Envolvidos pelas profundezas do amor

Princípio do amor é amar.

Mishael Mendes [1 João 4.19]

A princesa está em outro castelo

Era uma vez, um reino pacífico onde seus habitantes desfrutavam da felicidade sob um governo justo, até uma maldição lançada por um terrível vilão cair sobre o lugar e a única pessoa capaz de desfazê-la ser raptada e presa. Então um baixinho, folgado e dentuço – opa, a história aqui é outra – resolve fazer o Davi e enfrentar o vilão sem se importar com o tamanho e poderes dele pra resgatar a princesa – como um bom conto de fadas deve ser; embora ele não fosse príncipe ou mesmo encantado, nem tivesse poderes ou tanquinho.

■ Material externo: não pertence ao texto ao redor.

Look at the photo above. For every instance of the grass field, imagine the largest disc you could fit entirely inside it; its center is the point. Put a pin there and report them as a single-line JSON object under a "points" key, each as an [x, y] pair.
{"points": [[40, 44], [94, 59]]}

De tanto entrar pelo cano, o carpinteiro acabou se especializando e virou encanador – como registrado no livro “Nos bastidores da Nintendo” (“Super Mario: How Nintendo Conquered America“, de 2011), de Jeff Ryan, onde conta como o herói pançudo salvou a big N. Assim, há quase 40 anos e mais de dez sequências diretas, Mario vem tentando salvar Peach. Se isso não é amor, o que mais pode ser?

E por falar em amor

Muito dos conceitos que temos de amor vão do apego excessivo que beira a perseguição, como em “Esse cara sou eu”, composta por Roberto Carlos, ou do descompromisso vestido de poliamor, passando pelo mais platônico com coragem de stalkear e ficar secando, não de chegar junto. E pelo mito da alma gêmea propagado por Platão, em “O Banquete” (“Sympósion”, de 380 a.C.), que prega ser preciso se juntar pra ser completo ou alcançar a felicidade – algo discutido na minissérie “Fragrante“, cuja protagonista não acredita na existência do amor ou mesmo do coração.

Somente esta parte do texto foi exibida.